Kamis, 05 Agustus 2010 , 13:00:00
 
BERTAHAN: Pengrajin di bengkel Didih Kampung Bojong, RT 04/04, Desa Tarikolot, Citeureup, sedang membuat kompor mitan.
Kebijakan pemerintah pusat mengonversi minyak tanah (mitan) ke gas, membuat para pengrajin kompor mitan di wilayah Kecamatan Citeureup gulung tikar. Namun, siapa sangka, ada home industry kompor mitan yang masih bertahan hingga kini. Ya, pemiliknya bernama Didih (48), warga Kampung Bojong, RT 04/04, Desa Tarikolot, Kecamatan Citeureup.

Laporan:Rico Afrido Simanjuntak

KEMARIN, wartawan koran ini mendapat tugas liputan di wilayah Citeureup.
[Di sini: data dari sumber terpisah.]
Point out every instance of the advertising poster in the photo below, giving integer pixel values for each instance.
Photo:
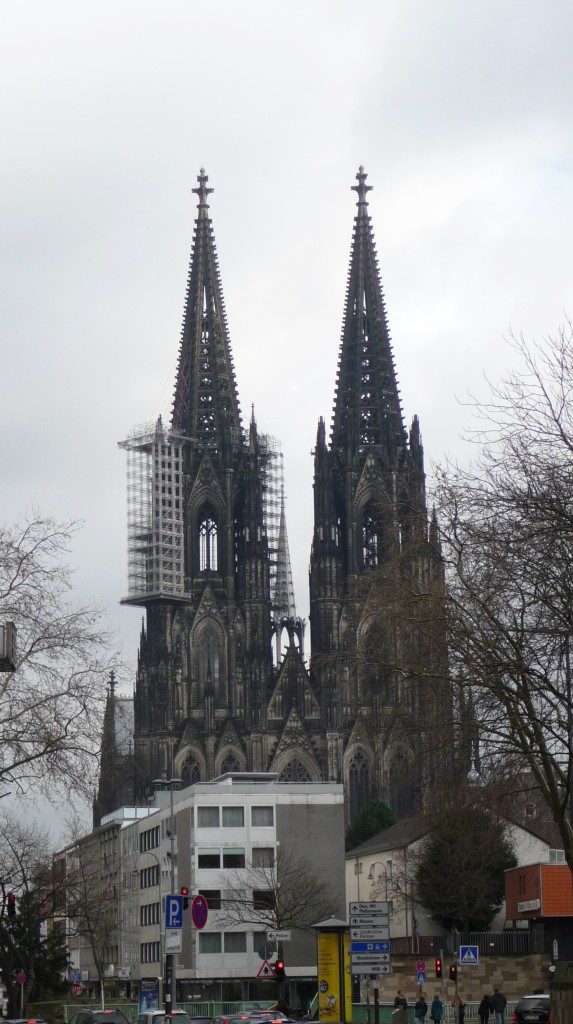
(328, 977)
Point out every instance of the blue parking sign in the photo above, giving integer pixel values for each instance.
(174, 910)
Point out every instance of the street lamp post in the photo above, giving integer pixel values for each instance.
(170, 983)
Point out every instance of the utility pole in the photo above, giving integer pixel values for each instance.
(170, 985)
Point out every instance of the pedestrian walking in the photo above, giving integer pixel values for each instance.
(498, 1004)
(458, 1009)
(400, 1001)
(421, 1009)
(436, 1010)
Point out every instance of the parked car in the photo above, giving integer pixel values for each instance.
(177, 1016)
(98, 1017)
(532, 1010)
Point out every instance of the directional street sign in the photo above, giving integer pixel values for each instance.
(278, 936)
(369, 921)
(376, 906)
(367, 969)
(470, 955)
(370, 947)
(370, 957)
(368, 934)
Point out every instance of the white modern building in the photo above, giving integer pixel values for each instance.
(254, 848)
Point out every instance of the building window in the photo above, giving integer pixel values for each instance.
(263, 856)
(230, 764)
(295, 771)
(264, 899)
(190, 772)
(233, 817)
(213, 897)
(358, 784)
(262, 817)
(208, 545)
(210, 942)
(209, 858)
(369, 541)
(235, 942)
(208, 817)
(233, 858)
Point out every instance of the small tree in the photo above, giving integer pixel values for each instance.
(51, 704)
(372, 818)
(280, 893)
(459, 872)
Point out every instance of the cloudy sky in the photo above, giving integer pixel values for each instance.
(461, 115)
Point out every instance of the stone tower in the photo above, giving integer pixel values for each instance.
(213, 573)
(388, 724)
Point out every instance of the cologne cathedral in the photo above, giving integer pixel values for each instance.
(222, 680)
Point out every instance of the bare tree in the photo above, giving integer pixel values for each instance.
(91, 886)
(507, 530)
(27, 901)
(281, 893)
(51, 704)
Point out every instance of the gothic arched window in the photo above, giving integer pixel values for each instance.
(208, 544)
(209, 663)
(370, 552)
(229, 763)
(358, 784)
(295, 771)
(190, 771)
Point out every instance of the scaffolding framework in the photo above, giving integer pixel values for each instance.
(155, 513)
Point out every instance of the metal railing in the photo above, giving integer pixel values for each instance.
(507, 943)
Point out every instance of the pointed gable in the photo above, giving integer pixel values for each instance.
(293, 689)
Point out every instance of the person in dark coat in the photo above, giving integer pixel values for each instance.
(421, 1009)
(436, 1010)
(484, 1009)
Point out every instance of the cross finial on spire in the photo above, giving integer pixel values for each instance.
(203, 189)
(361, 187)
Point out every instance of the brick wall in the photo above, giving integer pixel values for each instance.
(514, 975)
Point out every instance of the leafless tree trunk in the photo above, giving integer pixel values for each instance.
(507, 531)
(51, 704)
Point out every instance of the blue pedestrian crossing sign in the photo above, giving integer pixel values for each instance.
(469, 955)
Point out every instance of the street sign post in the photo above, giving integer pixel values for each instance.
(470, 955)
(369, 937)
(173, 910)
(274, 935)
(200, 911)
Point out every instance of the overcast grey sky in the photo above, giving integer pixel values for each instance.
(461, 115)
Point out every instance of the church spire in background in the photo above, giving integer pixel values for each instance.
(206, 396)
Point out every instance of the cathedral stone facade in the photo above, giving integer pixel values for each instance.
(210, 696)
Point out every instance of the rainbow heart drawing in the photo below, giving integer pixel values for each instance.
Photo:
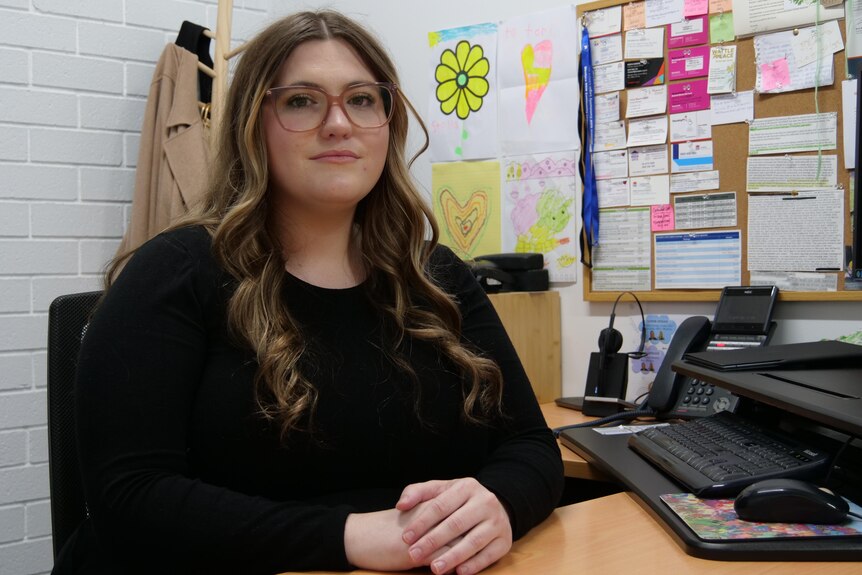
(536, 61)
(465, 222)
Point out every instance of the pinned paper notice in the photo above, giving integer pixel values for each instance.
(721, 28)
(720, 6)
(695, 8)
(774, 75)
(661, 218)
(634, 16)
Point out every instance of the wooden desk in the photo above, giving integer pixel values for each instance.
(573, 464)
(613, 535)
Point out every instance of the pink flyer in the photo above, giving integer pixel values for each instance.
(688, 63)
(689, 32)
(688, 96)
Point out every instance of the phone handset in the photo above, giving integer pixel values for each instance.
(691, 335)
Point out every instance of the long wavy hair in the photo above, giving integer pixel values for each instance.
(393, 221)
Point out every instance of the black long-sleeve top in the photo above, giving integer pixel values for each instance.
(183, 474)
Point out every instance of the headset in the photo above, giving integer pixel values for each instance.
(611, 340)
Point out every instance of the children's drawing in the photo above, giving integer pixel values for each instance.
(466, 204)
(540, 206)
(465, 223)
(462, 112)
(461, 82)
(538, 77)
(537, 73)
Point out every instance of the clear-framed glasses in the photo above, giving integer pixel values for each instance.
(304, 108)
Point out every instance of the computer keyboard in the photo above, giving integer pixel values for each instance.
(719, 455)
(721, 341)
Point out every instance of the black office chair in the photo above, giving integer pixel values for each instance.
(67, 322)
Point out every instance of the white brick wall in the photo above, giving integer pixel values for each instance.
(74, 78)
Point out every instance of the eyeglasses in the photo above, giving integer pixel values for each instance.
(304, 108)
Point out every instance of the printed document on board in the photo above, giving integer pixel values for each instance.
(801, 231)
(758, 16)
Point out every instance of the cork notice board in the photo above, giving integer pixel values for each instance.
(730, 146)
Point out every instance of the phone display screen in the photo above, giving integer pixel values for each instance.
(745, 309)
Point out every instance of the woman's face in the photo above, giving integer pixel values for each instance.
(332, 167)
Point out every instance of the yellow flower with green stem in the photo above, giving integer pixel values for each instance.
(461, 82)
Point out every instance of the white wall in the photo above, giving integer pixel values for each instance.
(74, 78)
(73, 83)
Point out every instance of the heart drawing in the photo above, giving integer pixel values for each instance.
(536, 61)
(465, 222)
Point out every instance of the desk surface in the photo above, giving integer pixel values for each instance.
(614, 535)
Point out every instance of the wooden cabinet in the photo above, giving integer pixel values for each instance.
(532, 320)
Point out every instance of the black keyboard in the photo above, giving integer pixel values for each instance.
(721, 341)
(719, 455)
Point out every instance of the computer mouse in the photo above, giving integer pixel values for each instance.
(790, 501)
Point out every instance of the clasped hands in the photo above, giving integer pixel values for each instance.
(454, 526)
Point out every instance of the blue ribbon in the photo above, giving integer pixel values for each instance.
(590, 212)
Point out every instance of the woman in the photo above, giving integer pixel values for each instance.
(294, 378)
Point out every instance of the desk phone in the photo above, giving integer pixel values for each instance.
(742, 319)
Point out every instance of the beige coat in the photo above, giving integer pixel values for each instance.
(173, 156)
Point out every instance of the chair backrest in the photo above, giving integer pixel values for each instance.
(67, 320)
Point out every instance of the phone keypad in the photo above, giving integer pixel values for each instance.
(702, 398)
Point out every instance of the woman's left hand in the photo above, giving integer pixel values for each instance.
(462, 514)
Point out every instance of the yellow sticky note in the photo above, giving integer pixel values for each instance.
(634, 15)
(721, 28)
(468, 206)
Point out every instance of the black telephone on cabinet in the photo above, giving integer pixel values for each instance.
(743, 318)
(670, 388)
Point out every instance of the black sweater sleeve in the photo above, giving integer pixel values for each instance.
(525, 470)
(141, 360)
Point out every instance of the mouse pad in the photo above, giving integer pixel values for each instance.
(715, 519)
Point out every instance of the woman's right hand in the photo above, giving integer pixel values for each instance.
(374, 540)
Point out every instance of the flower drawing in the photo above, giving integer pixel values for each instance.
(461, 82)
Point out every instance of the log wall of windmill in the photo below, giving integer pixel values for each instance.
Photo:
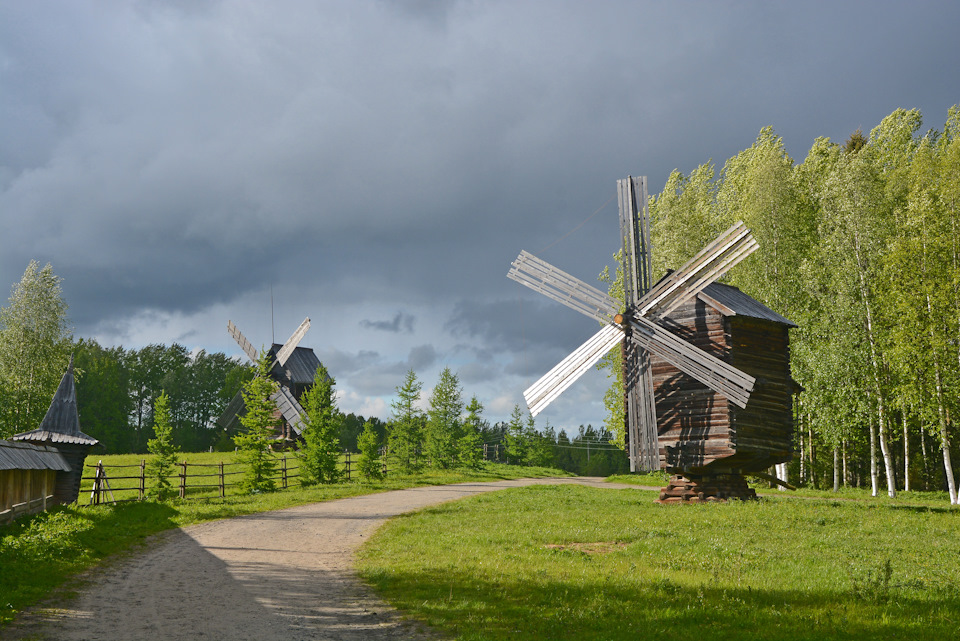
(697, 427)
(693, 422)
(764, 429)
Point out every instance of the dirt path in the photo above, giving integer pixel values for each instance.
(275, 576)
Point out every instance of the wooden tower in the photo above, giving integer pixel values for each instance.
(60, 429)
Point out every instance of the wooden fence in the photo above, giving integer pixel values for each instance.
(209, 480)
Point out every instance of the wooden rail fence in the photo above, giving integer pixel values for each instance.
(210, 480)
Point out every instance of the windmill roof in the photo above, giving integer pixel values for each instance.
(301, 367)
(61, 424)
(27, 456)
(730, 301)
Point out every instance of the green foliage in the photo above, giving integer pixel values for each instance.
(259, 423)
(580, 558)
(34, 349)
(102, 386)
(470, 443)
(320, 452)
(162, 466)
(518, 438)
(859, 246)
(405, 432)
(443, 428)
(371, 467)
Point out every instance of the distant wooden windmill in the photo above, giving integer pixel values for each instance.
(294, 369)
(678, 348)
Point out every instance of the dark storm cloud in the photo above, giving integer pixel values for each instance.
(370, 156)
(401, 322)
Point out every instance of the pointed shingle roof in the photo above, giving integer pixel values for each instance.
(62, 422)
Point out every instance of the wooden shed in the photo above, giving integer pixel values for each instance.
(706, 441)
(28, 476)
(60, 429)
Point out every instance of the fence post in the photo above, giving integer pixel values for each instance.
(183, 480)
(98, 475)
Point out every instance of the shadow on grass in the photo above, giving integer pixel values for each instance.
(39, 552)
(655, 608)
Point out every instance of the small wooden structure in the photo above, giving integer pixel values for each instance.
(705, 441)
(60, 429)
(28, 476)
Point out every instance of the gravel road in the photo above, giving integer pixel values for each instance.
(274, 576)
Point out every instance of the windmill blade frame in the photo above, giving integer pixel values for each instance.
(565, 373)
(542, 277)
(288, 347)
(721, 377)
(245, 345)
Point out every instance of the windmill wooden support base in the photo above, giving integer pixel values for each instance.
(706, 488)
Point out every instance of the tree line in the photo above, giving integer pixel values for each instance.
(165, 399)
(860, 246)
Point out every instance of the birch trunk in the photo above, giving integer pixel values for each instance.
(906, 454)
(873, 461)
(836, 469)
(875, 363)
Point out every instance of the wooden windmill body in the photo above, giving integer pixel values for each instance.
(692, 352)
(294, 369)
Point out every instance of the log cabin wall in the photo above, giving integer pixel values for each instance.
(23, 486)
(764, 429)
(698, 428)
(693, 421)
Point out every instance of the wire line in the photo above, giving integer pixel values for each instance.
(578, 226)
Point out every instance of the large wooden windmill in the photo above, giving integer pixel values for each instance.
(685, 400)
(294, 369)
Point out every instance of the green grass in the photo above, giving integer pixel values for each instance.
(568, 562)
(930, 499)
(42, 553)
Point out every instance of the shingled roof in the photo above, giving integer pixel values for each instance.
(27, 456)
(730, 301)
(61, 424)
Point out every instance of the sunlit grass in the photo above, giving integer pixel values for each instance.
(40, 553)
(568, 562)
(659, 479)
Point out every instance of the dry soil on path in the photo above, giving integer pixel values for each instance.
(275, 576)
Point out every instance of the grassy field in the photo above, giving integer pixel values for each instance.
(44, 552)
(579, 563)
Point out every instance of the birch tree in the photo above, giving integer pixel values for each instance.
(35, 346)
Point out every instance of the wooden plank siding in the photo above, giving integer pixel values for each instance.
(23, 491)
(699, 429)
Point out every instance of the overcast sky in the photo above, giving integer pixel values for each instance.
(379, 164)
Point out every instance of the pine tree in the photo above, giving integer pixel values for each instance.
(443, 429)
(370, 465)
(405, 432)
(321, 449)
(163, 449)
(259, 423)
(517, 442)
(470, 443)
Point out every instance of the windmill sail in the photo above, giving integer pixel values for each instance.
(284, 354)
(644, 307)
(245, 345)
(567, 371)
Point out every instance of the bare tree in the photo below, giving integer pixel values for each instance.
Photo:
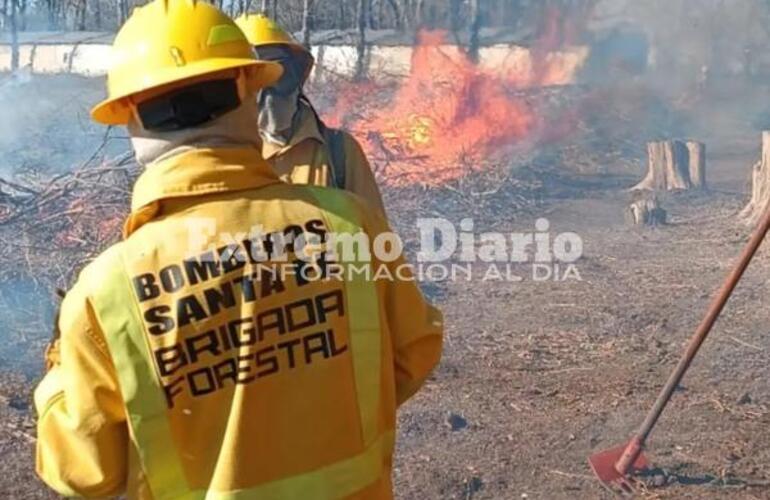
(80, 15)
(122, 11)
(475, 41)
(398, 14)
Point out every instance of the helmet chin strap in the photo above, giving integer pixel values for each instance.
(277, 114)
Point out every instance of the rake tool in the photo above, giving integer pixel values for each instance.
(613, 466)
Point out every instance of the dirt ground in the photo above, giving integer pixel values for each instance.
(537, 375)
(542, 374)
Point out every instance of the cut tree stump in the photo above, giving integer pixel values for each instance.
(645, 211)
(674, 165)
(760, 185)
(697, 162)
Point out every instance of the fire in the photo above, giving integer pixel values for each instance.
(449, 117)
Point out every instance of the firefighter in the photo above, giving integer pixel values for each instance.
(186, 368)
(301, 148)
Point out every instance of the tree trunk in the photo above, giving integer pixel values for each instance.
(455, 7)
(760, 185)
(697, 158)
(361, 43)
(645, 211)
(473, 44)
(670, 165)
(80, 16)
(307, 7)
(98, 15)
(22, 15)
(398, 15)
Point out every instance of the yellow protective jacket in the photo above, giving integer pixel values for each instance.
(186, 370)
(306, 160)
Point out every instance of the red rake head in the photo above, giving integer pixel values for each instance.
(608, 467)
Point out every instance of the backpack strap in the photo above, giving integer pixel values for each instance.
(335, 143)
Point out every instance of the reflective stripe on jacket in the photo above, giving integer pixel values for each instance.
(181, 377)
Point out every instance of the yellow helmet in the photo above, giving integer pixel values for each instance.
(168, 43)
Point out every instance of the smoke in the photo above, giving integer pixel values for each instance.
(44, 124)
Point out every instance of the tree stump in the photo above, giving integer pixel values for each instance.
(674, 165)
(697, 162)
(760, 185)
(645, 211)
Ketika menyambangi kawasan Kampung Bojong, RT 04/04, Desa Tarikolot, Kecamatan Citeureup, terdengar keras bunyi seng seperti dipukul-pukul. Setelah ditelusuri, sumber suara ternyata berasal dari sebuah rumah warga tak jauh dari kantor desa.

Di rumah tersebut, nampak lima orang pria dewasa tanpa mengenakan baju, tengah memukul-mukul seng. Ternyata, mereka adalah para pengrajin kompor mitan yang masih bertahan hingga kini, meski pemerintah telah melakukan konversi dari mitan ke gas.

Salah satu dari lima orang pria tersebut adalah pemilik home industry kompor mitan bernama Didih (48) atau dikenal dengan sapaan mang Didih. Sosok bapak tujuh anak itu cukup dikenal di lingkungan Desa Tarikolot. Sehingga, untuk mencapai tempat pembuatan kompor mitan miliknya, cukup bertanya kepada warga di sekitar Jalan Desa Tarikolot.

Mang Didih beserta para pengrajinnya memang patut diberikan apresiasi. Betapa tidak, meski harus banting tulang pagi hingga sore dan jarang sekali ada permintaan kompor mitan, mereka masih bisa tersenyum.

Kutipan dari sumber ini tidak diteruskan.